Superb. Writer/director Arnaud Desplechin pulled in a stellar cast for this home-for-the-holidays drama which uses a medical crisis to bait a richly textured exploration of how parents & their children (and their children’s children) find infinite ways to get along, get mad, get together, get on with it and get out of each others’ way. Between the parents, the kids, a few cousins, in-laws, friends & grandkids, you won’t find a false note from anyone, but Catherine Deneuve (Mom/Grandmom), Mathieu Amalric (the wayward middle son) & Emmanuelle Devos (as Amalric’s latest flame) are simply beyond praise. The set up may sound a bit soapy (Deneuve comes down with a blood cancer & needs a bone-marrow match), but the execution handles it with the asymmetrical honesty of real family life. Desplechin paces this longish film beautifully, nicely filling in background detail when needed,* and manages to ‘see plain’ some of the mystery of family relationships in a manner rarely encountered on screen.
*There is, at least for English-speaking audiences, a bit of confusion getting all the characters straight. It stems from Deneuve’s husband, who's so much older, you think you’ve missed a generation. You can avoid this problem by first watching the American trailer which neatly parses all the main relationships. But be warned! It also has the disadvantage of making this film look like a French version of Ron Howard’s PARENTHOOD/’89. If anything, this film is the antitheses of that commercially savvy tummy-rub.
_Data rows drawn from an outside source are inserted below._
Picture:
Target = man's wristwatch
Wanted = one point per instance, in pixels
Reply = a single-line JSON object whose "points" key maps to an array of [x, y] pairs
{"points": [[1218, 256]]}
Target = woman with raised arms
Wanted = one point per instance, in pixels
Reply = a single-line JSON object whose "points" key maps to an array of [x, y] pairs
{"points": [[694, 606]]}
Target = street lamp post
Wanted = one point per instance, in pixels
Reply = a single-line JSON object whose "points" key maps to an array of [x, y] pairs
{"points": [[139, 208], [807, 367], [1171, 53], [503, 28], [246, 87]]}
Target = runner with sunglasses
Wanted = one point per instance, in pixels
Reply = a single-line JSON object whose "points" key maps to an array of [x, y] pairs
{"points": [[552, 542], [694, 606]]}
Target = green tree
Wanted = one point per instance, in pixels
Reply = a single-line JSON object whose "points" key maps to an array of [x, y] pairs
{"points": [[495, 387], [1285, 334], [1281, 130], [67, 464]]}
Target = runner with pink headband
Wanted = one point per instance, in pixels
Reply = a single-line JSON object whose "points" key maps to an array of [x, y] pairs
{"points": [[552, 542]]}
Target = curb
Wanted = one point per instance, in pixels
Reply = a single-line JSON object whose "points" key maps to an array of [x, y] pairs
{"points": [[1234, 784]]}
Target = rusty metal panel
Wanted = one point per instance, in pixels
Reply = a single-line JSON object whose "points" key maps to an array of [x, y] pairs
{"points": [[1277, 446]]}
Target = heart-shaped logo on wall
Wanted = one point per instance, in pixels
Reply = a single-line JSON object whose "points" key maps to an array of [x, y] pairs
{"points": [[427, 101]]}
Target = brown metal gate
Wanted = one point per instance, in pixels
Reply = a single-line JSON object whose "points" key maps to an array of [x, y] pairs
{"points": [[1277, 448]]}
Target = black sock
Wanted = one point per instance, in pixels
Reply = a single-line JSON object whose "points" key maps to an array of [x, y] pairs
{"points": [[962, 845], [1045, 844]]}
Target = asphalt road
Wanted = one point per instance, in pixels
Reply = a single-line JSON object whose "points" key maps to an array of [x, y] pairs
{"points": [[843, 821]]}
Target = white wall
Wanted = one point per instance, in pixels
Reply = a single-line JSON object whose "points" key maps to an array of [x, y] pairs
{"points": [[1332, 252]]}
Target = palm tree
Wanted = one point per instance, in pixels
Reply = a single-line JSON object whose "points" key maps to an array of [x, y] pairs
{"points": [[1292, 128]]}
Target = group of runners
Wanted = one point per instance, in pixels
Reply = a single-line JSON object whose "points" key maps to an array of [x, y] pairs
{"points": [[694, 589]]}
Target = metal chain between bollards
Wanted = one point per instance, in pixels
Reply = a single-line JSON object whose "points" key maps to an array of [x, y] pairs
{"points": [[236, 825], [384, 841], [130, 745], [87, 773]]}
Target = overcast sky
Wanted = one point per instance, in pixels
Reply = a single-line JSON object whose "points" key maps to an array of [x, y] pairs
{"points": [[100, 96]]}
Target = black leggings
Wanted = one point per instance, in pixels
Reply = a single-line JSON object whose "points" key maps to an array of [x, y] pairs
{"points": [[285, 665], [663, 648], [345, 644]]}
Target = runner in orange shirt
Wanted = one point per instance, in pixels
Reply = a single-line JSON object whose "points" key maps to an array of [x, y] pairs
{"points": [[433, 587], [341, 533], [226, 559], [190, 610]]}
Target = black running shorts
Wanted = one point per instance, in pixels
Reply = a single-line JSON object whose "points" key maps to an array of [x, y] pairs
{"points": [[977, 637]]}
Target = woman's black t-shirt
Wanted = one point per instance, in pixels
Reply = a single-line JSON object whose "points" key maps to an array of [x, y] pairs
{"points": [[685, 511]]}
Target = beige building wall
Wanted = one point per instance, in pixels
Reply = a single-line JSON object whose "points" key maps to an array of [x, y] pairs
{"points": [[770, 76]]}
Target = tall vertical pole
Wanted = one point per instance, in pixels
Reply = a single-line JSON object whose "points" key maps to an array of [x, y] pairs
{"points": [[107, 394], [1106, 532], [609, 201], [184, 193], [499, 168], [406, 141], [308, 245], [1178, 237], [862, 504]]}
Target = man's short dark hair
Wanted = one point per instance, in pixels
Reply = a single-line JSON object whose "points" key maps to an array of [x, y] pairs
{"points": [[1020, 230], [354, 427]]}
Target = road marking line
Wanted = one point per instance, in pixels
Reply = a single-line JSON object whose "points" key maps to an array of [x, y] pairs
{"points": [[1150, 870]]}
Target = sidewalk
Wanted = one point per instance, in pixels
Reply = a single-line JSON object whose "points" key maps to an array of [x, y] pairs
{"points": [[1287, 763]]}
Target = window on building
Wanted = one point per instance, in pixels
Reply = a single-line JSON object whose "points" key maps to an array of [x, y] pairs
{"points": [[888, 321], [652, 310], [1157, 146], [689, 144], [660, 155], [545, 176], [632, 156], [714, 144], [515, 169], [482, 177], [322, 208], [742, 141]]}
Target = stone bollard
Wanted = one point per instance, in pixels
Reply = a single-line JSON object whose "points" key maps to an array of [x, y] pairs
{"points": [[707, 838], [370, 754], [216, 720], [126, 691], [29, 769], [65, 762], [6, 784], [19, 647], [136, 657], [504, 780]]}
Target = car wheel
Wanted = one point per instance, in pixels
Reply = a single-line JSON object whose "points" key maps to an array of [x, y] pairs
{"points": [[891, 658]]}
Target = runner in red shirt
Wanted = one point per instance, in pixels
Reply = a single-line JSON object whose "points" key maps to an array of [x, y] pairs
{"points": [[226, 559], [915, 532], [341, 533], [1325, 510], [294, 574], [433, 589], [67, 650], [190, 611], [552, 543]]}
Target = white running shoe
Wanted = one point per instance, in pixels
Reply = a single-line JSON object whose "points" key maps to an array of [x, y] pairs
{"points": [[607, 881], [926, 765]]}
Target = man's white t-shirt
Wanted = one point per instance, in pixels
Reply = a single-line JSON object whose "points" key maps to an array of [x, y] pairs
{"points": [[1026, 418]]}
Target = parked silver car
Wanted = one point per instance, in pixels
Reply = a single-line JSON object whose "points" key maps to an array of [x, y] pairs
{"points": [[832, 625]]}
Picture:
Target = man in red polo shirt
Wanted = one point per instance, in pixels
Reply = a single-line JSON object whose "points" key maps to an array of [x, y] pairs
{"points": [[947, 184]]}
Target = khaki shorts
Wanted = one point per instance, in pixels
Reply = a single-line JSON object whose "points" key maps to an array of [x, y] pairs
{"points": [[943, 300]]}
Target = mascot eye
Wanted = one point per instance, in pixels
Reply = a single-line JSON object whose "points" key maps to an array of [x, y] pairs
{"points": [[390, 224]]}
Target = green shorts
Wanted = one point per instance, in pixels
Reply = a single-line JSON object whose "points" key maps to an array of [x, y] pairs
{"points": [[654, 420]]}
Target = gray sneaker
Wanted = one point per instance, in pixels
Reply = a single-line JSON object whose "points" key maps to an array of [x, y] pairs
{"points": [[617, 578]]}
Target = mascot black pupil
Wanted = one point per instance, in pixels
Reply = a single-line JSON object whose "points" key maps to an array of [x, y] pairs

SCREWY THOUGHT OF THE DAY: Desplechin displays quite an eclectic film palette with clips from A MIDSUMMER’S NIGHT DREAM/’35; THE TEN COMMANDMENTS/’56 and FUNNY FACE/’57 showing up. And he had the whole cast watch ONLY ANGELS HAVE WINGS/’39 before the shoot. Yet, the film this most calls to mind is Bergman’s FANNY AND ALEXANDER/’‘83; the original Swedish tv cut, please, not the U.S. theatrical release.